Future studies in this setting may need to consider alternative recruitment/retention strategies and/or methodologies in the investigation of interventions to promote mental health among the working population in SMEs. Larger sample sizes that are more systematically obtained and improved strategies for longitudinal retention may assist in developing this evidence base. A CATI approach to data collection, rather than self-administered online surveys, may better engage and retain participants. Being a pilot study, the project budget did not allow for this but we highly recommend this as an option for future studies with this population.
Although this study suggests there was some benefit to participants in terms of psychological distress reduction, because we have used intention to treat principles in our analysis, we are not able to explicitly state which components of the intervention were more or less effective for those who were more or less distressed at baseline. Future research could be designed to further understand the “what works for whom” question.

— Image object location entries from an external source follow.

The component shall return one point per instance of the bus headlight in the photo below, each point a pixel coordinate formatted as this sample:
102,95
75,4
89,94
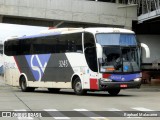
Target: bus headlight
137,79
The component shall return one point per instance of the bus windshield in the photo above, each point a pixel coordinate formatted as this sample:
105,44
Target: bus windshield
120,53
116,39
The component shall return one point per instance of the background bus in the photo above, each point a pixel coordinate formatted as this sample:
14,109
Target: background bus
94,59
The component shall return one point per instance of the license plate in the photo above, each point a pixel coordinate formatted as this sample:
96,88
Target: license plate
123,86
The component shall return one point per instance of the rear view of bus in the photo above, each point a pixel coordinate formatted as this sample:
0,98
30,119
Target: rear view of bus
82,59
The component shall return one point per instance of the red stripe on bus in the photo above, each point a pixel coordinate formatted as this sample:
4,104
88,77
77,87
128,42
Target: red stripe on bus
17,64
94,84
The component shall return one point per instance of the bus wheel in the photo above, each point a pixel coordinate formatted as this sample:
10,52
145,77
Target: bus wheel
113,92
23,85
77,86
53,90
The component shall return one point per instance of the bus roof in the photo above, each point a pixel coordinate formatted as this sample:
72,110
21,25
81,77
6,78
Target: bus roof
58,31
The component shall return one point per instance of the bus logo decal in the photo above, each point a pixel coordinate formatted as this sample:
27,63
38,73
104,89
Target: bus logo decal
37,64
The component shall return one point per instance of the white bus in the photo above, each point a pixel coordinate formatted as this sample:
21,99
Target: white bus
83,59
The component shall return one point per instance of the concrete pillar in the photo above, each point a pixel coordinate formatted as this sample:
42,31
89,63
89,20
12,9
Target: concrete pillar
1,18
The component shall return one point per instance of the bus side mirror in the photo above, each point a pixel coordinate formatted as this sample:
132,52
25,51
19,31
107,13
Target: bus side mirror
99,50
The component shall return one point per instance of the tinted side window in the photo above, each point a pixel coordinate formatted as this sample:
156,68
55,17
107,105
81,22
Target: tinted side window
43,45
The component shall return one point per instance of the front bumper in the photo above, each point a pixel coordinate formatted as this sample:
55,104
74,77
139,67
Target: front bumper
103,85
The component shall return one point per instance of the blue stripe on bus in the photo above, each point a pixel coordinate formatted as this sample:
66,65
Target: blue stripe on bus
128,77
40,35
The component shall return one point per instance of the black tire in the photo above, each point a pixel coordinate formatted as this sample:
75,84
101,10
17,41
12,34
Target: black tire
53,90
77,86
113,92
23,85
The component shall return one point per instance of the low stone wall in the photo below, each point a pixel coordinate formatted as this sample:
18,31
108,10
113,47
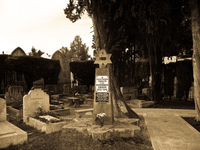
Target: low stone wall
45,127
15,113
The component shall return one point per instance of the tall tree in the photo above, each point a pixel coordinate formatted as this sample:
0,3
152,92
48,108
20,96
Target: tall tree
110,35
35,52
78,50
195,15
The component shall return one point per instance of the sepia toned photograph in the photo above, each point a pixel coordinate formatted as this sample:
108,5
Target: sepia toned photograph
99,75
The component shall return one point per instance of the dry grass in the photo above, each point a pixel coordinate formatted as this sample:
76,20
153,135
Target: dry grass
78,141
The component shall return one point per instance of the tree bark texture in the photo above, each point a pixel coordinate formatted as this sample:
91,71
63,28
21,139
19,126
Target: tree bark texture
196,53
155,61
121,109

Finally, the secondary level evaluation examining relationships between owner/manager mental health and employee psychosocial work environment, and financial benefits to the business, outlined in our trial protocol also remains a research objective to be pursued in future. For example, future research could seek to explore the relationships among mental health promotion interventions and both worker/employee impacts and business outcomes such as job satisfaction, retention and recruitment, absenteeism, presenteeism, safety, and health climates.
CONCLUSION
This study provided initial evidence that symptoms of psychological distress can be reduced through brief and relatively low-cost interventions delivered to SME owner/managers. It represents one of the world's first randomized control trials of a mental health promotion intervention specifically designed for the SME context. Continued investigation of occupational health interventions, such as the one described here, among those working in SMEs is warranted. Such measures have the potential to benefit people and economies worldwide through investment in the health and productivity of the SME workforce.
Acknowledgments
This project was supported by an Australian Research Council Linkage Project Grant (LP990010; Industry partners Beyond Blue, Workcover Tasmania, & the Tasmanian Chamber of Commerce and Industry), an Australian Postgraduate Award Industry, a Pro Vice Chancellor Research Strategic Research Scholarship and an Australian Research Council Future Fellowship (FT991524).

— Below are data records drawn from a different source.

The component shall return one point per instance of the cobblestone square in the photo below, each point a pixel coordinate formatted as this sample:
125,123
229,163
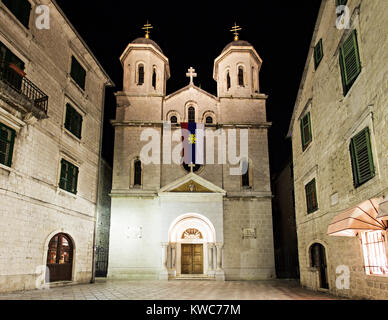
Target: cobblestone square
175,290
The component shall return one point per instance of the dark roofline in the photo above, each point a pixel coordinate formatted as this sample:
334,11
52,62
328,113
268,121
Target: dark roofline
109,83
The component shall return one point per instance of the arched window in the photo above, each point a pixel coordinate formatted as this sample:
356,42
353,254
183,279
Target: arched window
245,174
154,78
59,258
240,76
318,260
191,114
137,173
140,71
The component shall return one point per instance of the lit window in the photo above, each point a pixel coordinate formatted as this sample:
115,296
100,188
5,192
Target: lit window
375,257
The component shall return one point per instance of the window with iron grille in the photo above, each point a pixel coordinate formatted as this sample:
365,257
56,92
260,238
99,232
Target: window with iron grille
227,81
69,177
174,119
350,64
73,121
311,196
245,176
20,9
191,114
362,158
375,257
305,129
209,120
241,76
318,53
137,173
341,2
140,75
7,140
154,79
78,73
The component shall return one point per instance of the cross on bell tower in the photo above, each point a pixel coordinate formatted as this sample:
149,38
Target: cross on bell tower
191,74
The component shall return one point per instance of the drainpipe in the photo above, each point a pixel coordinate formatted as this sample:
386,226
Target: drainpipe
92,280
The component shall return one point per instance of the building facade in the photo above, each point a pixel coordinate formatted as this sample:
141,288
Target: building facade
170,220
51,113
284,224
340,149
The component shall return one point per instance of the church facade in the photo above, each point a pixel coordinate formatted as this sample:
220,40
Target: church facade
171,220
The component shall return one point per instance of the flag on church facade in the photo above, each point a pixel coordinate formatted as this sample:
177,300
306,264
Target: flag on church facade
193,135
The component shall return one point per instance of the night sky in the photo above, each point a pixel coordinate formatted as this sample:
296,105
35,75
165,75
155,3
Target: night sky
193,33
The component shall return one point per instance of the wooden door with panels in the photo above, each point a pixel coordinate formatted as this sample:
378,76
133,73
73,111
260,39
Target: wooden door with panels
192,259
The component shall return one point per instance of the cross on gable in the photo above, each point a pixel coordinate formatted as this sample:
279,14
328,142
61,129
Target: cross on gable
191,74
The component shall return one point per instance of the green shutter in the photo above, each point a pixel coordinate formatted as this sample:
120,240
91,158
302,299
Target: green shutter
350,63
73,121
318,53
69,177
341,2
362,158
78,73
305,123
311,196
7,141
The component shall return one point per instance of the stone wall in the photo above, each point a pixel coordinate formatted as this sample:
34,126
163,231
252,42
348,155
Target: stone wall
335,119
33,207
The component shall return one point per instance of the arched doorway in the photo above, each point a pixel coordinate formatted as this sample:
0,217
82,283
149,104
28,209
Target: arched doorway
318,260
60,258
192,238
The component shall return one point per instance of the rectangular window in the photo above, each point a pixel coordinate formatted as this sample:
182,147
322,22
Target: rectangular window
311,196
362,158
7,140
69,177
375,257
350,63
20,9
78,73
305,128
341,2
73,121
318,53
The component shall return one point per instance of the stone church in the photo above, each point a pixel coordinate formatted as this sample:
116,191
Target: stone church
173,220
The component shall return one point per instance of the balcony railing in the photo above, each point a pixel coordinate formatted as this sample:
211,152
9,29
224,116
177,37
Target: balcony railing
22,85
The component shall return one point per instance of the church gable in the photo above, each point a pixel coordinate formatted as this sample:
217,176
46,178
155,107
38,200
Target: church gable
192,183
190,95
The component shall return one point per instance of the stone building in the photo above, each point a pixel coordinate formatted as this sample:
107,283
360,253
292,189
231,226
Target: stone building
103,219
170,220
51,112
284,225
340,147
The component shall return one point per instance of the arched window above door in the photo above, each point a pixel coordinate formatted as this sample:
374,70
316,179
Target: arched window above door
191,114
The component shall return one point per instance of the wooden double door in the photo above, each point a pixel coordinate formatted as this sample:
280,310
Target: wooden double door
60,259
192,259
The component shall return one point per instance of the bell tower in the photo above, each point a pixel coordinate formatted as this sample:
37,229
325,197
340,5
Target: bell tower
237,69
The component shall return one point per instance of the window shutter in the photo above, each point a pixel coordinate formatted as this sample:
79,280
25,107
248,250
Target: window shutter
350,63
341,2
78,73
63,176
311,196
7,139
305,128
318,53
75,179
362,158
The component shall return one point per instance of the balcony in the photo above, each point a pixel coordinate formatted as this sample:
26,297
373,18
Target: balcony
14,78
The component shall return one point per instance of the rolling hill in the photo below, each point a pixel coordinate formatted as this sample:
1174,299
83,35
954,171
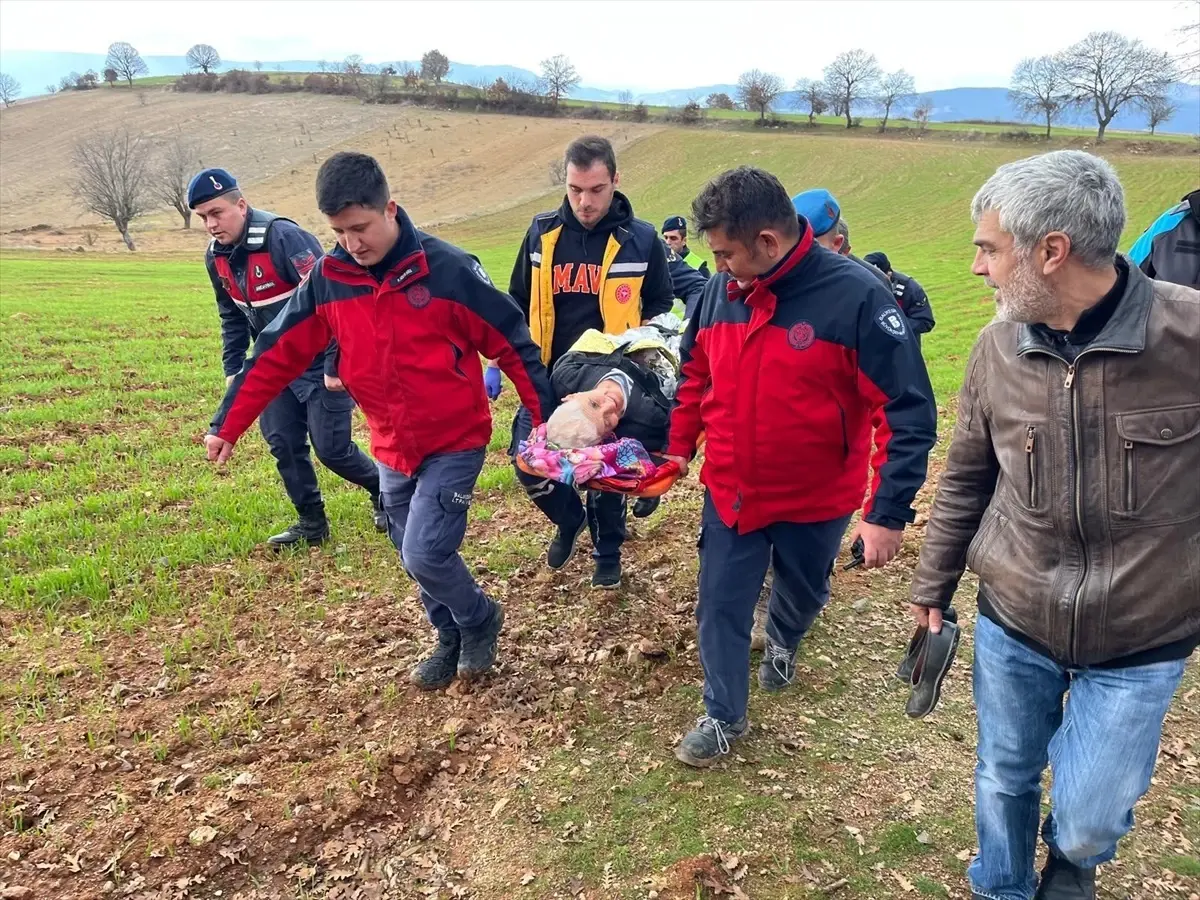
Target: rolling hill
36,70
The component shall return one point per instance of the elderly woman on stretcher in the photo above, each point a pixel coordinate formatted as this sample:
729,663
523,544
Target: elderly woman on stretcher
616,401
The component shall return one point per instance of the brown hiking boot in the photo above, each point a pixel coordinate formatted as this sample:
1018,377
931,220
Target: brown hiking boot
759,633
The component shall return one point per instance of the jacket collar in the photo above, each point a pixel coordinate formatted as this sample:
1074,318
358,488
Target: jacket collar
761,287
412,263
619,215
1125,331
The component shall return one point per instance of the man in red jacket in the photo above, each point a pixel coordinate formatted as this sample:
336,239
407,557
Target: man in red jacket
412,316
792,357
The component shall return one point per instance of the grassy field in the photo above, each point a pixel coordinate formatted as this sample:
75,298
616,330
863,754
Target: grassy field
869,124
827,123
183,713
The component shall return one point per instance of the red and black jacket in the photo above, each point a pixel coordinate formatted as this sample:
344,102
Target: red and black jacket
786,378
409,349
255,277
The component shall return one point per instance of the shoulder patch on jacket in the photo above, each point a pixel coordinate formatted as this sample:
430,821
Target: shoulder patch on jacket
480,273
304,262
891,321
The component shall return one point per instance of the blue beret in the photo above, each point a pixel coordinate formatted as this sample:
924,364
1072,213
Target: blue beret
820,208
209,184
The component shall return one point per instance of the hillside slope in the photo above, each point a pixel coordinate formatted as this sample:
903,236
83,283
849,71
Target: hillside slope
443,166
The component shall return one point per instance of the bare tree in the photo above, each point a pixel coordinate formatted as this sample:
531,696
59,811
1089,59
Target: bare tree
178,162
850,79
352,71
125,60
759,90
895,91
1039,88
810,95
204,58
435,66
111,178
379,81
922,112
1158,111
10,89
558,78
1108,71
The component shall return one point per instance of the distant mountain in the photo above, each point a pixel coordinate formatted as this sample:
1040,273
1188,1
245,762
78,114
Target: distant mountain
36,70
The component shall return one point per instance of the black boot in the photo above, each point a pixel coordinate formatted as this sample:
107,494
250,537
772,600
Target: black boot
1062,880
479,643
312,528
438,669
377,514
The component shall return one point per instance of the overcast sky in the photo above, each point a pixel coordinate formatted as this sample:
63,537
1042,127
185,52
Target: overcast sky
642,45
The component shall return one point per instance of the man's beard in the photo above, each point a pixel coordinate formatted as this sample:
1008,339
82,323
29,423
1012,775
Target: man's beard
1027,298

The authors also wish to acknowledge the time taken by business owners to participate in this study, organizations that helped with recruitment, and Epix Productions who produced the video content for the DVD. They thank Professor Leigh Blizzard1 for assistance with data analyses.
Footnotes
Registered trial number: ISRCTN 62853520.

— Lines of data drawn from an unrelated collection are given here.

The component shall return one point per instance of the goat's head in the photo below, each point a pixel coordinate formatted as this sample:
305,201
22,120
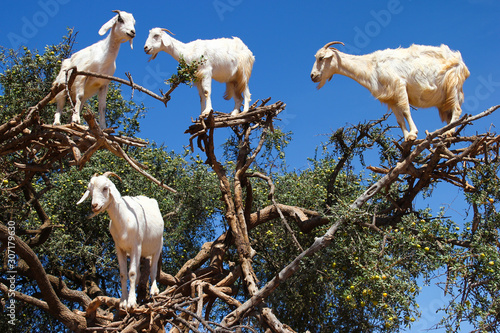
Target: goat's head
123,25
326,64
157,39
103,192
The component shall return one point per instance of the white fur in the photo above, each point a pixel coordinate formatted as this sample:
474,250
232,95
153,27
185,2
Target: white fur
99,58
225,60
422,76
137,230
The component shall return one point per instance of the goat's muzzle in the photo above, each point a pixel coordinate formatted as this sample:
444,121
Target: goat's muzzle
315,77
95,208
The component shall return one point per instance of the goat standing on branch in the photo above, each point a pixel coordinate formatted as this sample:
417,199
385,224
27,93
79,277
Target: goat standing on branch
99,58
136,227
225,60
421,76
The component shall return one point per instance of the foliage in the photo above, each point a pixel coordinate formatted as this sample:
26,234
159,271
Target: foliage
186,73
367,280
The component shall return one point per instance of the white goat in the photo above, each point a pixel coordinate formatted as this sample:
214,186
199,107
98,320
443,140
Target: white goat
136,227
421,76
225,60
99,58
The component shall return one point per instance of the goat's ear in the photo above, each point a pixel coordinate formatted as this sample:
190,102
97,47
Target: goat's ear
165,39
85,196
106,26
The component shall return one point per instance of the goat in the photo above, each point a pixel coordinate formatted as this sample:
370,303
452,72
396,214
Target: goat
136,227
225,60
100,58
421,76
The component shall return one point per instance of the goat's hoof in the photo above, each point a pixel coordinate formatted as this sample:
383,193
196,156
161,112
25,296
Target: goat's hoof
123,304
448,134
411,137
206,113
154,290
131,304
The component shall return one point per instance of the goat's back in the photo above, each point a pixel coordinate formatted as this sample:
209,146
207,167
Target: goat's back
149,222
433,76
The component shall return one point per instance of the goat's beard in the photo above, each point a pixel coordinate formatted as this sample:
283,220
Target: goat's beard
323,81
153,56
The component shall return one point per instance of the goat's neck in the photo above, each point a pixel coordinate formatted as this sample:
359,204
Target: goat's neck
176,49
358,68
117,225
111,46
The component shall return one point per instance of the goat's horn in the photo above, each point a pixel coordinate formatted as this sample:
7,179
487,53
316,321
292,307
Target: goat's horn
170,32
332,43
109,173
85,196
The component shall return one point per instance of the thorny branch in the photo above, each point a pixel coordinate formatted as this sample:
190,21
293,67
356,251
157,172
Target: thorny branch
186,303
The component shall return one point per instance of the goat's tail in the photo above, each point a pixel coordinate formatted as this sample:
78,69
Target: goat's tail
243,73
454,78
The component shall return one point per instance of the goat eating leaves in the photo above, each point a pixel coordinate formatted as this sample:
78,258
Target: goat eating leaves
224,60
136,227
421,76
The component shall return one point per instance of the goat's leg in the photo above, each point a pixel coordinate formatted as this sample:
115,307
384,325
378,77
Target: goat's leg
61,101
247,96
401,114
101,97
231,93
152,274
75,118
122,261
455,115
135,260
204,89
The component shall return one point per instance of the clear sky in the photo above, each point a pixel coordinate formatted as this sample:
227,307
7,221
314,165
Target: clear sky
284,36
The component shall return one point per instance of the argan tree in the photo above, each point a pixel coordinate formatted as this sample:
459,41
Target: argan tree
250,246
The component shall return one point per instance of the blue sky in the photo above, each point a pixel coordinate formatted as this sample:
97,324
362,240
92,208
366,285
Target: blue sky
284,36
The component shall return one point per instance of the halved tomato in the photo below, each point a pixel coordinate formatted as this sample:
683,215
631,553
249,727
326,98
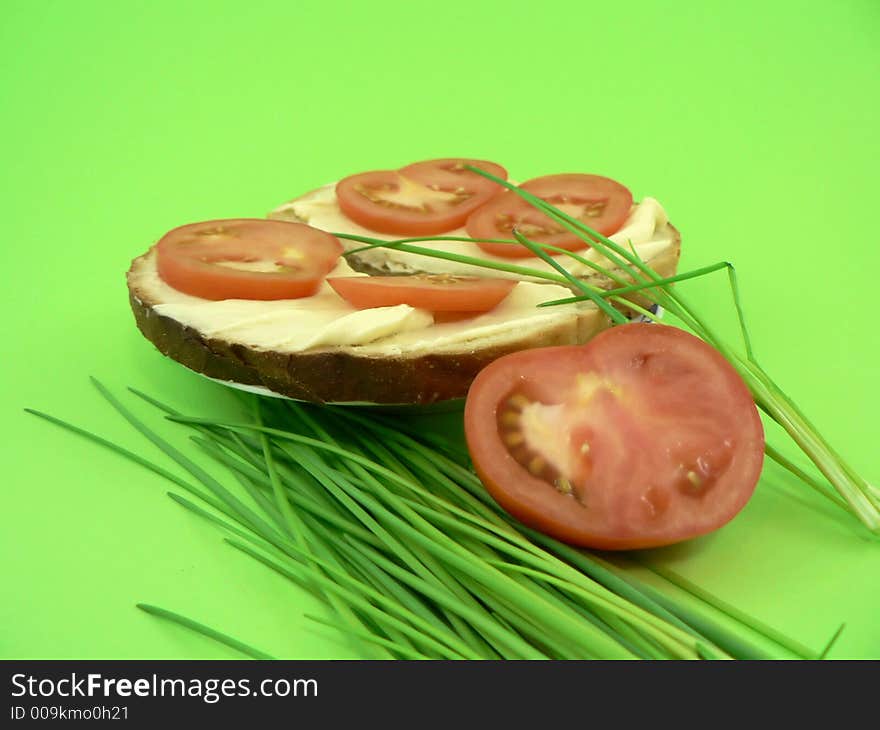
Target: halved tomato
436,293
245,258
599,202
645,436
421,199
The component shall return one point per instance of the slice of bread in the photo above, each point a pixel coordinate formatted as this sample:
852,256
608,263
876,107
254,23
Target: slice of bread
322,350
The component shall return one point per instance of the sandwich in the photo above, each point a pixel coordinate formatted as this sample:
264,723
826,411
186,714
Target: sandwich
309,306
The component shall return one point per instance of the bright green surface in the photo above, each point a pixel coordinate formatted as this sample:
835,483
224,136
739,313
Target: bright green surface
755,123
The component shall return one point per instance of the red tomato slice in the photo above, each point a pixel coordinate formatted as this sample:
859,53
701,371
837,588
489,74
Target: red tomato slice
443,293
421,199
244,258
645,436
599,202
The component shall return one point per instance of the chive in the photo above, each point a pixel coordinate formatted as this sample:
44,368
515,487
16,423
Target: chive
411,555
204,630
589,291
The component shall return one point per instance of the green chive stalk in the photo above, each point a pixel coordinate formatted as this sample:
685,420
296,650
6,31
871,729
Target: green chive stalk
410,556
633,275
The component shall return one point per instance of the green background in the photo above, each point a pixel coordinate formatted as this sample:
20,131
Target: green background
755,123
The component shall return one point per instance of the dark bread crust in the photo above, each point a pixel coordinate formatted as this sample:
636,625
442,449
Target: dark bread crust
341,374
324,376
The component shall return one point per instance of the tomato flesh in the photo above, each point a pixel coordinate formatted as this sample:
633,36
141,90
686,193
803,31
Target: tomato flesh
599,202
421,199
443,293
645,436
246,258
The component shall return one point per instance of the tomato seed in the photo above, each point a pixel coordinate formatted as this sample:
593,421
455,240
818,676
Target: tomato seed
536,465
510,418
518,401
514,438
564,485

Conflict of Interest: No authors have declared a conflict of interest. Authors A.M. and S.D. have declared having undertaken paid consultancy work in 2019 with Workcover Tasmania, one of the funders of the research this paper is based on.
Clinical significance statement: Common mental health conditions such as depression and anxiety are a priority in occupational health, particularly in small business work settings. The results of this study suggest that minimal non-clinical mental health promotion interventions are feasible and beneficial in this population, and that telephone support provides additional value when using a self-administered delivery method.